We observed comprehensive overall gut microbiota changes after pectin fermentation in all three donors compared to their baseline compositions. We not only observed differences between each donor’s gut microbiota, but also changes with increased incubation time by PCoA. We assumed that specific gut microbiota were utilizing pectin as a substrate; for example, Prevotella and Butyrivibrio spp., which express pectinolytic enzymes (Marounek and Dušková 1999). With increased incubation time with pectin, we observed increases in Lachnospira, Sutterella, Dorea, and Clostridium.

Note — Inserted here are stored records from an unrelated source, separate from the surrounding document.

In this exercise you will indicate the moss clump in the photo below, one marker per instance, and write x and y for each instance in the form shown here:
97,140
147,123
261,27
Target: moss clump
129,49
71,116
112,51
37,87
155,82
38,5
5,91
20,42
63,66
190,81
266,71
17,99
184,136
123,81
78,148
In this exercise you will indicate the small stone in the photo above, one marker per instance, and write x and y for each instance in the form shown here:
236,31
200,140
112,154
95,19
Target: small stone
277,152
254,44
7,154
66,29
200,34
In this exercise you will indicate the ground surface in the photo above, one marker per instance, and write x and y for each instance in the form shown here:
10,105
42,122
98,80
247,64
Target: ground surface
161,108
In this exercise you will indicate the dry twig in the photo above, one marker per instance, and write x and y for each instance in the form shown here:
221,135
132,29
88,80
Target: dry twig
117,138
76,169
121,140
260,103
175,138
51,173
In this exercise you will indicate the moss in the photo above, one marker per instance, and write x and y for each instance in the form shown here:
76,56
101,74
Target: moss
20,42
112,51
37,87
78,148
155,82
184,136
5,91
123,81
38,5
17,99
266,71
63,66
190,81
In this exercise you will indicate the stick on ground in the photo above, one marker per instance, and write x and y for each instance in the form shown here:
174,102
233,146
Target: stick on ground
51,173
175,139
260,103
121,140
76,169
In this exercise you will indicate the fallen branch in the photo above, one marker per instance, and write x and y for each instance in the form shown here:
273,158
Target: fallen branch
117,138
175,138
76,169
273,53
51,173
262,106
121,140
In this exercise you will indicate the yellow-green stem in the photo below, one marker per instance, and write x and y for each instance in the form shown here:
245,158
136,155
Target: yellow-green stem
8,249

The Clostridium coccoides group (cluster XIVa) includes Lachnospira, Dorea, and Clostridium (Lopetuso et al. 2013). Lachnospira was the most increased and has been reported to use pectin as a substrate (Wojciechowicz et al. 1980) and Lachnospira plays a role that produced SCFA (Duvallet et al. 2017; Jones et al. 2014). Pectin degradation by Lachnospira affects the growth of other bacteria, including other saccharolytic bacteria, via cross-feeding (Salyers and Leedle 1983). Increases in Dorea and Clostridium may be due to Lachnospira cross-feeding. These results indicate that pectin promotes the presence of species in Clostridium cluster XIV, including Lachnospira, Dorea, and Clostridium. We also observed that some bacteria, including Bacteroides, which can utilize pectin (Gibson and Roberfroid 1995), decreased with increasing pectin incubation time, possibly due to environmental nutritional limitations caused by selective culture with pectin and carbohydrate consumption.

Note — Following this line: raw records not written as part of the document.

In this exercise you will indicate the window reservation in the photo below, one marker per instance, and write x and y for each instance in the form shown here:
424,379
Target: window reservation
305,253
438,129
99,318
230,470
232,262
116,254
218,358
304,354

The production of SCFAs, including acetate, propionate, and butyrate, is affected by the composition of the gut microbiota, the utilization of carbohydrate substrates, and the gut environment, including the pH and other nutritional factors (Cummings and Englyst 1987; Yuan et al. 2006). Walker et al. (2005) reported that the production acetate and propionate increased at pH 6.5. Lachnospira produces the most pectin lyase at pH 6.1–6.3 (Silley 1986), and in pectin culture, mainly produces acetate and lactate (Dušková and Marounek 2001). The Clostridium genus is known to mainly produce butyrate (Rajilić-Stojanović and de Vos 2014). Based on this, we suggest that Lachnospira produced galacturonic acid through the digestion of pectin and acetate, and that this environment restrained the growth of Bacteroides by causing a mildly acidic pH. Produced galacturonic acid affected the composition of the gut microbiota, enhancing cluster XIVa species belonging to Dorea and Clostridium, which then produced butyrate (Duncan et al. 2007; Walker et al. 2005). We observed decreased acetate after 18 h of pectin incubation, indicating that not only galacturonic acid but also acetate was utilized by bacteria like Faecalibacterium to produce butyrate (Duncan et al. 2004; Ramirez-Farias et al. 2008).

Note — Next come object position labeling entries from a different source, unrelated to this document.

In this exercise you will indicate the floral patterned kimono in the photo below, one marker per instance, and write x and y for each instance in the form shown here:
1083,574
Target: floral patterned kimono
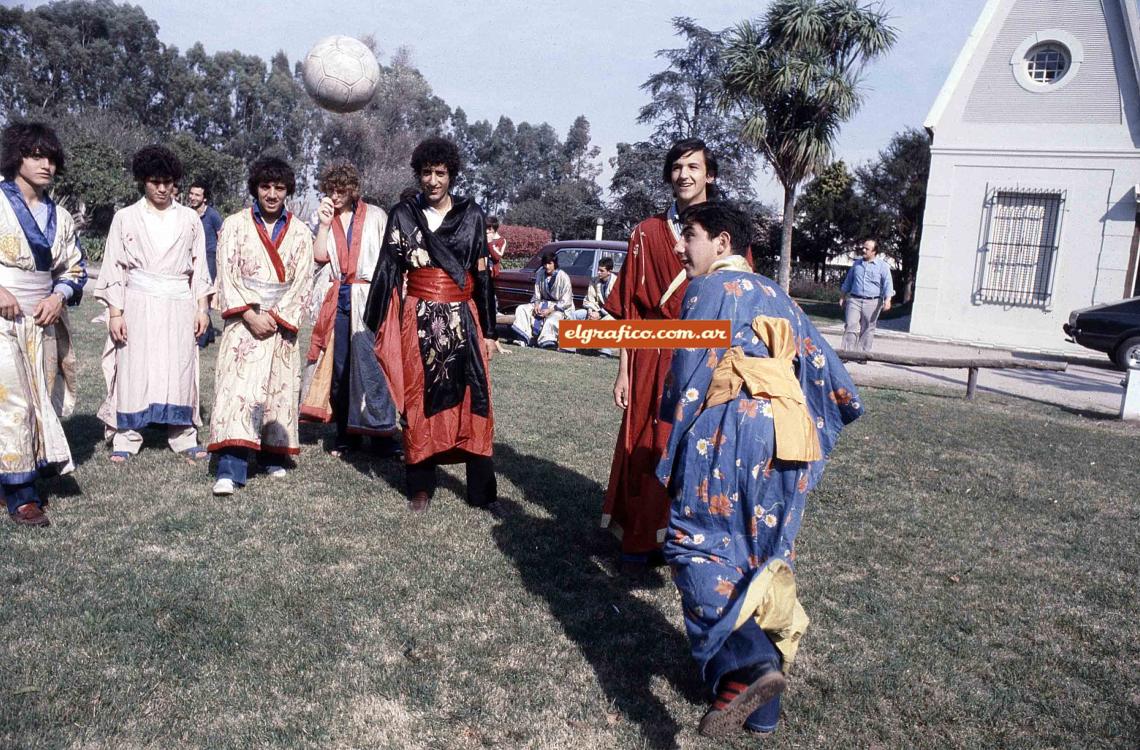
258,383
153,378
37,364
752,426
341,356
431,343
552,293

This result suggests that acetate-producing bacteria like Lachnospira and Faecalibacterium caused increased butyrate levels via butyrate synthesis using acetate as a substrate (Khan et al. 2012; Rios-Covian et al. 2015). Based on this, it appears that pectin degradation results in a gut microbiota growth environment associated with the development of acetate and butyrate.

In conclusion, we demonstrate that in Korean individuals, pectin can change the gut microbiota by measuring total sugar levels and microbial composition over time. Pectin was completely degraded by the gut microbiota at 6, 12, and 18 h, and Lachnospira and Faecalibacterium, which can utilize pectin, were increased. Pectin-induced changes in the gut microbiota increased the formation of associated SCFAs from 6 h on, when pectin was decomposed. Therefore, we confirmed that pectin fermentation in gut microbiota samples from Korean individuals induced microbiota compositional changes. Increased pectin utilization and corresponding changes to gut microbiome composition may be beneficial to human health. Further analysis of the gut microbiomes of larger numbers of donors, in addition to experiments regarding cross-feeding and in vivo gut microbiota changes, would provide more accurate results.